Células cancerígenas devoram glicose, mas cuidado com extrapolações. A teoria de que o câncer é uma doença metabólica data da década de 1920, quando o cientista alemão Otto Warburg relatou que as células cancerígenas têm uma peculiaridade metabólica: “Ao contrário das células normais, as células cancerígenas usam glicose quase exclusivamente para energia, mesmo quando há oxigênio suficiente para quebrar fontes alternativas de combustível, como ácidos graxos e proteínas”, diz o Dr. Ramon.
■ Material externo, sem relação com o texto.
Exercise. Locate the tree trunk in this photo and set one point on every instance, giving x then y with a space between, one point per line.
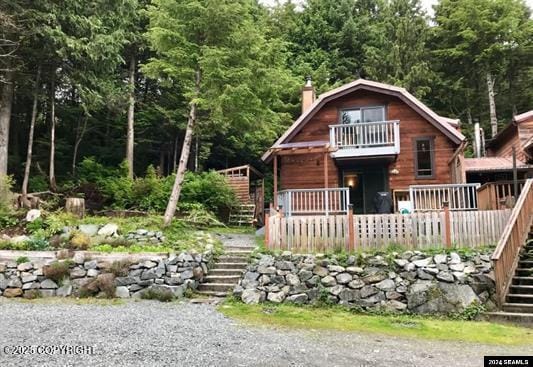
52 167
27 167
184 158
80 131
492 105
131 111
6 103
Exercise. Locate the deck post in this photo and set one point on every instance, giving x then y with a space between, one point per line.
351 229
447 225
267 229
275 181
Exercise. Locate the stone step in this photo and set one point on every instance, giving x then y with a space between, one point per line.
216 287
523 280
224 265
232 259
518 307
525 319
226 272
222 279
212 293
520 298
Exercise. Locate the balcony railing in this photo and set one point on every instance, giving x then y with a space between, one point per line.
365 139
314 201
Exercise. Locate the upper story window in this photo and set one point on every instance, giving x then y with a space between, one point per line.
424 158
363 114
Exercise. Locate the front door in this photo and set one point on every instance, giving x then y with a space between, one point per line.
364 183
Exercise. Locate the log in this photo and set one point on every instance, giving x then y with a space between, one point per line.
75 206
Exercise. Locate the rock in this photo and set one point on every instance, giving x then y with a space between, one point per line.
375 278
48 284
90 264
14 283
349 295
299 299
401 262
423 275
64 291
356 284
320 271
25 266
92 273
328 281
79 257
445 276
454 258
77 273
276 297
386 285
12 292
457 267
292 279
368 291
109 230
423 262
88 229
122 292
29 278
395 305
343 278
33 214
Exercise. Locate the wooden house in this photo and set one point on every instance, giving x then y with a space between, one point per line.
249 187
360 139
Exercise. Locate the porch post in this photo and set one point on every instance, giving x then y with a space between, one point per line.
275 181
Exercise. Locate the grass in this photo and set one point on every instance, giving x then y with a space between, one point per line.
335 318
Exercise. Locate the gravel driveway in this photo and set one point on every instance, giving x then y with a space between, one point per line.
149 333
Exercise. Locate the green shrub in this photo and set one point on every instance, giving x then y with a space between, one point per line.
22 259
57 271
162 295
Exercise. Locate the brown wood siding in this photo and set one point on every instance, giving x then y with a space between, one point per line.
302 171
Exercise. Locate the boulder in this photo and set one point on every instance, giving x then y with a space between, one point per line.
109 230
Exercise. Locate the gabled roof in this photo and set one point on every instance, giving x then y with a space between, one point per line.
446 125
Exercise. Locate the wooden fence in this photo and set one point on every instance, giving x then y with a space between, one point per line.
418 230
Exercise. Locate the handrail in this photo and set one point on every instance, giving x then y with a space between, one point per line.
505 256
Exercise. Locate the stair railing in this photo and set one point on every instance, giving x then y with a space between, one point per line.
514 236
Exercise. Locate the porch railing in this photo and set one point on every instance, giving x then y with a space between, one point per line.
314 201
367 138
432 197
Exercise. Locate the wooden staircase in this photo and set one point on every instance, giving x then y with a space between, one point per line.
242 214
513 263
226 273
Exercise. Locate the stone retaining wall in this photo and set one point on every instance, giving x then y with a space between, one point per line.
411 281
112 275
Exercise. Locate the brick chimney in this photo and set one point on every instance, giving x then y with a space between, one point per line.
308 94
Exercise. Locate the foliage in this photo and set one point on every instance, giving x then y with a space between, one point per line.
341 319
57 271
22 259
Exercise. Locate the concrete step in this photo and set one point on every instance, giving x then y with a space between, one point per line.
212 293
525 319
523 280
520 298
234 279
224 265
225 272
518 307
216 287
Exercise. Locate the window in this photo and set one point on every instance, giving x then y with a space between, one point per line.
424 165
363 114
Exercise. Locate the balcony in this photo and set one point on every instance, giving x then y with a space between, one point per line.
365 139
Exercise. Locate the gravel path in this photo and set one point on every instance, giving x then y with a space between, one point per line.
149 333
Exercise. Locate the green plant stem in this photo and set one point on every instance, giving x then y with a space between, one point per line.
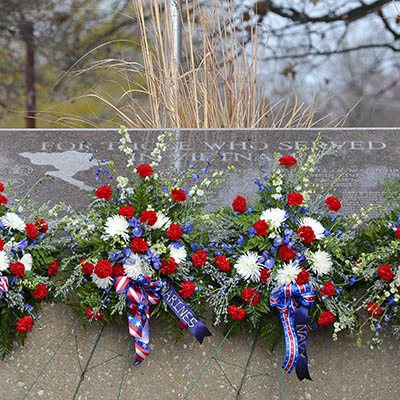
208 362
253 347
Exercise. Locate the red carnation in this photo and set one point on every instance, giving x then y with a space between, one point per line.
24 324
118 270
199 258
286 254
148 216
287 161
328 289
41 225
40 292
103 269
17 269
222 263
306 234
3 199
174 232
250 296
302 277
138 245
144 170
92 315
374 309
261 227
168 267
264 275
295 199
187 289
32 231
103 192
239 205
182 325
333 203
126 211
53 268
326 318
178 195
385 272
236 313
87 267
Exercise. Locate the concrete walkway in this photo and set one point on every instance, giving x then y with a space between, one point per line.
339 370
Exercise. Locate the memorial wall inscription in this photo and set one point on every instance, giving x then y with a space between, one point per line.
366 156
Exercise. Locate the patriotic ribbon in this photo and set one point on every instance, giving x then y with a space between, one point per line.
3 285
140 293
293 302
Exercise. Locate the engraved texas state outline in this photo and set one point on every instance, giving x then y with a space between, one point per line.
67 164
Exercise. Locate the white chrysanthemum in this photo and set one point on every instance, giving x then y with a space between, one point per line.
274 217
179 254
117 225
397 278
321 262
135 266
163 222
27 261
4 261
13 221
102 283
287 274
248 267
316 226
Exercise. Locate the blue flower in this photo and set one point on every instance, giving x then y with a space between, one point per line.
251 231
187 227
194 246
Mas isso não significa que é possível eliminar os carboidratos da dieta para ‘matar de fome’ as células cancerígenas. “Os estudos não são conclusivos a respeito desse tema. Sabemos que devemos nos afastar dos excessos. O consumo excessivo de glicose por meio de bebidas adoçadas com açúcar e carboidratos refinados (também conhecidos como açúcar) aumentam o risco de câncer. O descontrole de açúcar no sangue deve ser observado. A literatura científica sugere que pacientes com diabetes que tomam o medicamento estabilizador de açúcar no sangue metformina têm menos probabilidade de ter câncer do que aqueles que não tomam o medicamento”, explica o médico.

Intervenção precoce

A compreensão dos cientistas sobre os fundamentos metabólicos do câncer continua a evoluir. “Portanto, monitorar níveis de açúcar no sangue, pressão arterial e colesterol, e tomar medidas para reprogramar a disfunção metabólica pode ajudar os médicos a encontrar o câncer mais cedo, ou até mesmo preveni-lo completamente. Além disso, tornar-se metabolicamente saudável por meio de estratégias de estilo de vida pode melhorar as chances de sobrevivência para quem já tem câncer. Com inúmeras maneiras de melhorar os fatores de risco metabólicos, os pacientes podem assumir o controle de sua saúde, pelo menos até certo ponto. As decisões que eles tomam todos os dias podem fazer uma diferença dramática em seu risco de desenvolver câncer e outras doenças”, finaliza o médico.